Rhode Island’s infection rate has come down since then, and many of the field hospital’s 335 beds are now empty. On quiet days, the medical staff wishes they could do more.

Only stable, non-intubated COVID-19 patients are transferred a few miles to the field hospital, and only if they consent. Some refuse. The idea of a field hospital can conjure up images of giant tents in a war zone, canvas sides flapping in the wind.

This is nothing like that. A $6 million renovation turned the office building into a modern hospital for less-sick COVID patients, with negative-pressure air ducts that snake along the ceilings, drawing out airborne contagions.

Roughly 200 patients have gone through the field hospital, most spending just a few days before going home to finish recovering. Unlike in a regular hospital ward, where COVID patients can’t leave their rooms, patients here are free to roam.

With low patient numbers, the medical staff pays close attention to each person: Helping them walk the corridors to improve lung capacity, stretching stiff feet, handing out ice pops, coloring pictures with an elderly man, cutting Singleton's hair.

Relatives drop off fresh clothes and food, even bringing enough pizza one time for all the staff and patients.

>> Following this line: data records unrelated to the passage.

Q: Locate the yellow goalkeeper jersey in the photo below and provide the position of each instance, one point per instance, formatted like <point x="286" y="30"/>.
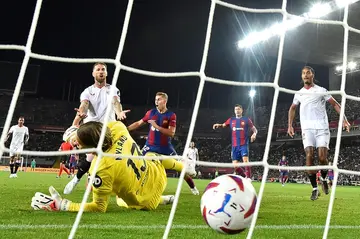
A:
<point x="140" y="183"/>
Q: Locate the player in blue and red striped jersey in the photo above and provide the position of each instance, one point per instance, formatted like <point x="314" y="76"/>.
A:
<point x="240" y="126"/>
<point x="330" y="175"/>
<point x="162" y="127"/>
<point x="283" y="172"/>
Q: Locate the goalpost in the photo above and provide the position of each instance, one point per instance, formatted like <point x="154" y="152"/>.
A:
<point x="203" y="79"/>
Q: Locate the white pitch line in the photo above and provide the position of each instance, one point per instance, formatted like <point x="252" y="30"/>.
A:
<point x="152" y="227"/>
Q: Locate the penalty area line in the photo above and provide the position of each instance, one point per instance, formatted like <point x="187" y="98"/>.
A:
<point x="153" y="227"/>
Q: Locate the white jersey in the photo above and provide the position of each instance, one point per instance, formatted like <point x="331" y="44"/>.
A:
<point x="192" y="153"/>
<point x="312" y="108"/>
<point x="98" y="102"/>
<point x="18" y="137"/>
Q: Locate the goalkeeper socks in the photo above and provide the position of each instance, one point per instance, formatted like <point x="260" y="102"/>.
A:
<point x="16" y="167"/>
<point x="83" y="167"/>
<point x="240" y="171"/>
<point x="312" y="178"/>
<point x="248" y="171"/>
<point x="189" y="181"/>
<point x="12" y="168"/>
<point x="323" y="174"/>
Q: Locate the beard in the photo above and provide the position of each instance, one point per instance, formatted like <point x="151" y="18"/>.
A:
<point x="307" y="82"/>
<point x="100" y="79"/>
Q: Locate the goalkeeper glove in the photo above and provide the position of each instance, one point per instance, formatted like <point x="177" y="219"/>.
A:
<point x="54" y="202"/>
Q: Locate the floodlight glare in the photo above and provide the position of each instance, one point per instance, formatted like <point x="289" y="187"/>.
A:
<point x="343" y="3"/>
<point x="252" y="93"/>
<point x="319" y="10"/>
<point x="352" y="65"/>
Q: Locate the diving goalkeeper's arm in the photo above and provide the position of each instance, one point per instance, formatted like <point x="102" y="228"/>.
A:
<point x="55" y="202"/>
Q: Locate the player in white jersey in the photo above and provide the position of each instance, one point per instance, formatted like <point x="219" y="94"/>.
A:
<point x="193" y="156"/>
<point x="314" y="125"/>
<point x="94" y="102"/>
<point x="20" y="137"/>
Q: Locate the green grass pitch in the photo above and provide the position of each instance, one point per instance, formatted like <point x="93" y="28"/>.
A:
<point x="286" y="212"/>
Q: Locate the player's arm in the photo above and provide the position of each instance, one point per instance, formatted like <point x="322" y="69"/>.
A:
<point x="167" y="131"/>
<point x="101" y="195"/>
<point x="9" y="133"/>
<point x="26" y="138"/>
<point x="337" y="108"/>
<point x="8" y="136"/>
<point x="81" y="112"/>
<point x="99" y="204"/>
<point x="170" y="131"/>
<point x="139" y="123"/>
<point x="136" y="125"/>
<point x="253" y="129"/>
<point x="120" y="113"/>
<point x="223" y="125"/>
<point x="291" y="115"/>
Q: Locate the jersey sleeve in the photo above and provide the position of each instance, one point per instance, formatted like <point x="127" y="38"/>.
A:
<point x="296" y="100"/>
<point x="227" y="122"/>
<point x="250" y="123"/>
<point x="11" y="130"/>
<point x="326" y="97"/>
<point x="115" y="92"/>
<point x="172" y="120"/>
<point x="146" y="116"/>
<point x="102" y="188"/>
<point x="85" y="95"/>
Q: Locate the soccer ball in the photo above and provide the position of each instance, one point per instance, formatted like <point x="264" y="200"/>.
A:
<point x="228" y="204"/>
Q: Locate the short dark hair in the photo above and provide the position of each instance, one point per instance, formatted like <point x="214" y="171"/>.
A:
<point x="238" y="105"/>
<point x="163" y="95"/>
<point x="89" y="135"/>
<point x="100" y="63"/>
<point x="310" y="69"/>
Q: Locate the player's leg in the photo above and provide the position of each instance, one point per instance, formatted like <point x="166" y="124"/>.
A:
<point x="244" y="151"/>
<point x="322" y="142"/>
<point x="236" y="157"/>
<point x="286" y="178"/>
<point x="160" y="180"/>
<point x="330" y="181"/>
<point x="12" y="165"/>
<point x="308" y="137"/>
<point x="17" y="164"/>
<point x="83" y="167"/>
<point x="282" y="178"/>
<point x="173" y="164"/>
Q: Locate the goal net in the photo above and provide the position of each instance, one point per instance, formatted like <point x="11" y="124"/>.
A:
<point x="288" y="20"/>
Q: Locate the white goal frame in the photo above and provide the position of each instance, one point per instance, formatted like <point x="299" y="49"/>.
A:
<point x="203" y="78"/>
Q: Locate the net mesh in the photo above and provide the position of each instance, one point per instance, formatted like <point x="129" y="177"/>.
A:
<point x="203" y="78"/>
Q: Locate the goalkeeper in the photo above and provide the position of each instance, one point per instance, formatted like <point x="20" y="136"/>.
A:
<point x="137" y="183"/>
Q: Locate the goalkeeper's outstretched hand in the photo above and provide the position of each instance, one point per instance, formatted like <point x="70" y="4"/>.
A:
<point x="54" y="202"/>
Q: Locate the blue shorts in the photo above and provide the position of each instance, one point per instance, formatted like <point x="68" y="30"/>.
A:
<point x="168" y="150"/>
<point x="237" y="152"/>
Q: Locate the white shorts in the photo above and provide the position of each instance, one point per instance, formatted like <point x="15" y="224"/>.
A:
<point x="316" y="138"/>
<point x="15" y="148"/>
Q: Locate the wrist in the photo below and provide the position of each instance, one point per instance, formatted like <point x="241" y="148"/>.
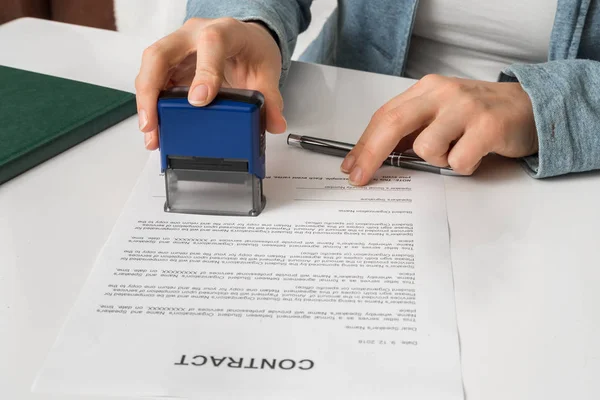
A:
<point x="264" y="27"/>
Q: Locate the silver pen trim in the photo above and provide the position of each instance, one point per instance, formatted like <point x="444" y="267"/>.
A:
<point x="395" y="159"/>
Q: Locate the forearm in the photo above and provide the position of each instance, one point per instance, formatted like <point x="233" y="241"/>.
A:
<point x="566" y="101"/>
<point x="286" y="19"/>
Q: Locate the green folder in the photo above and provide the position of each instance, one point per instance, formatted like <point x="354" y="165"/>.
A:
<point x="42" y="116"/>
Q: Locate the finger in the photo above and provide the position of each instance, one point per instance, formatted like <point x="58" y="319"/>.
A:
<point x="467" y="153"/>
<point x="276" y="123"/>
<point x="391" y="128"/>
<point x="157" y="60"/>
<point x="215" y="44"/>
<point x="411" y="93"/>
<point x="151" y="140"/>
<point x="434" y="142"/>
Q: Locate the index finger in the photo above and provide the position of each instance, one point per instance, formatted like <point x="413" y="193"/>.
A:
<point x="157" y="61"/>
<point x="384" y="133"/>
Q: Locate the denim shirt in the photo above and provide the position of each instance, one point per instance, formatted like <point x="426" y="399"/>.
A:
<point x="375" y="36"/>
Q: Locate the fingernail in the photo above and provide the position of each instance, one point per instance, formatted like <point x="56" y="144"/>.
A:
<point x="348" y="163"/>
<point x="356" y="176"/>
<point x="199" y="95"/>
<point x="143" y="116"/>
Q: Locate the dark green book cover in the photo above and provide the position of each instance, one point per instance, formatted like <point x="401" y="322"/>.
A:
<point x="42" y="116"/>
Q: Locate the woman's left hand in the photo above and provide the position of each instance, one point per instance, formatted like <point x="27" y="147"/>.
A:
<point x="453" y="122"/>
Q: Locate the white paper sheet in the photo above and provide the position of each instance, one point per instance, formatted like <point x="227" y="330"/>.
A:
<point x="333" y="292"/>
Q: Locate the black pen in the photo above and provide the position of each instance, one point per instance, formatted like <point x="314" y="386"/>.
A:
<point x="340" y="149"/>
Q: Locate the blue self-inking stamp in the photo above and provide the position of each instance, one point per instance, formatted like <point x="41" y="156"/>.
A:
<point x="213" y="157"/>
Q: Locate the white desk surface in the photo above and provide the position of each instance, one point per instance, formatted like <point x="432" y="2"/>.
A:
<point x="525" y="252"/>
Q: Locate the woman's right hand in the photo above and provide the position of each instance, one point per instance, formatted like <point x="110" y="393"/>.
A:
<point x="206" y="54"/>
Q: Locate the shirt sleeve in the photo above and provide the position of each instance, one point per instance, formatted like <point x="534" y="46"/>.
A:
<point x="565" y="96"/>
<point x="286" y="19"/>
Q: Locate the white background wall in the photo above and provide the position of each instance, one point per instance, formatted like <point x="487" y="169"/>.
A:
<point x="154" y="19"/>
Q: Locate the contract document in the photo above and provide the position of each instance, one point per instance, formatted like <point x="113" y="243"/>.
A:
<point x="333" y="292"/>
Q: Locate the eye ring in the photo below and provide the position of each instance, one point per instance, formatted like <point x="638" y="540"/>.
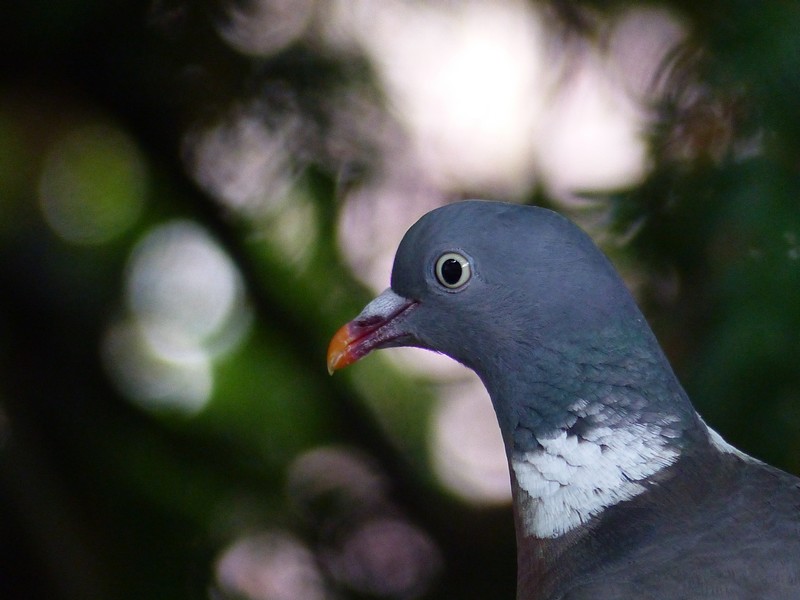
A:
<point x="453" y="270"/>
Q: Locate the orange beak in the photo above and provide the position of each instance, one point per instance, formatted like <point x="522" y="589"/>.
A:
<point x="340" y="353"/>
<point x="378" y="326"/>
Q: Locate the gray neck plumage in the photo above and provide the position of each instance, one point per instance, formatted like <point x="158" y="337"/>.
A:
<point x="587" y="424"/>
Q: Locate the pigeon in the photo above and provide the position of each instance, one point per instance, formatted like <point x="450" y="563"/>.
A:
<point x="619" y="488"/>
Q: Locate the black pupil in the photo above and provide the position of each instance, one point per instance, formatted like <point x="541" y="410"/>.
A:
<point x="451" y="271"/>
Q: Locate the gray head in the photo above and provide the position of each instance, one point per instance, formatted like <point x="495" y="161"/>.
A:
<point x="522" y="296"/>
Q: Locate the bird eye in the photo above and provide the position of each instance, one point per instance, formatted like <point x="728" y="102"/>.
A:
<point x="453" y="270"/>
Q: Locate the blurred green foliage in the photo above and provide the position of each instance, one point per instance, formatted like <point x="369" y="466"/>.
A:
<point x="102" y="498"/>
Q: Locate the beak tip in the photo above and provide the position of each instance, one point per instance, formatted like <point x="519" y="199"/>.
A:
<point x="338" y="350"/>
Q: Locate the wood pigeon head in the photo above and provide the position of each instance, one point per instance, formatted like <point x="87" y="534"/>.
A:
<point x="619" y="488"/>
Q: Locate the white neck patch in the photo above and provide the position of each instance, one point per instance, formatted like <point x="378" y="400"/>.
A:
<point x="571" y="478"/>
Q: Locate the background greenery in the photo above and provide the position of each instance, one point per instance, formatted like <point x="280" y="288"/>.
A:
<point x="103" y="497"/>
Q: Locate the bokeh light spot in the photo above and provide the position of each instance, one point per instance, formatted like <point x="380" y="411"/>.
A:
<point x="466" y="446"/>
<point x="186" y="306"/>
<point x="270" y="566"/>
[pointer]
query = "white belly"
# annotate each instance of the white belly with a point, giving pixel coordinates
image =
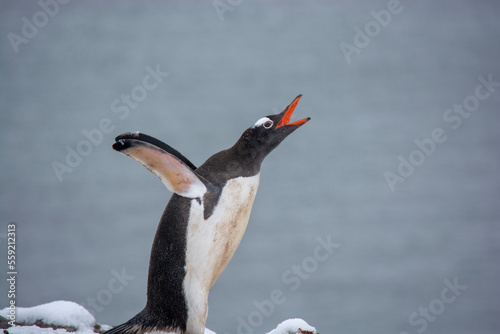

Tabletop bells, the kind once ubiquitous at hotel front desks, sit beside each bed to call for nurses.

Then there’s what the staff calls “the honeymoon suite,” the curtained-off cubicle where Peter and Pauline Sorrow are — finally, hopefully — finishing their battles with coronavirus.

Peter, 62 and Pauline, 71, have been together for 25 years. The longest they’ve been apart were the five days when Peter was first hospitalized in January for COVID-19. Since then, through recovery and relapse, he’s been in the main hospital twice, and is now finishing his second stint in the field hospital. For a few days after Pauline first got sick, they were just across the hall from one another in the main hospital, isolated in their own negative pressure rooms, communicating by phone.

Pauline, who is still mostly bedridden, was thrilled when they wheeled her bed next to Peter’s in the field hospital.

He now helps care for her: opening a stubborn lid on her lunch, cleaning a spot of food off her gown, updating their family.

“He saved me,” she said. While both are steadily recovering, Pauline worries that COVID-19 still could take both of them.

“I kind of wonder sometimes if we’re going to wake up and we won’t be here,” she said.

In many ways, the field unit’s quieter pace is a welcome relief for medical staff. Subrina Geer, 33, a nurse here on a temporary assignment, saw the disease ravage New York City last year.

This is different: “It was a breath of fresh air to see how many patients we could discharge,” she said.

Dr. Paari Gopalakrishnan, who runs the field hospital, thought by now they’d be ready to close it down. But with the main hospital still crowded with patients — many with severe COVID-19 — it’s too early for that decision.

“What we’ve basically done is kick the can down the road,” he said. The field hospital is “easy to shut off but really hard to turn it back on.”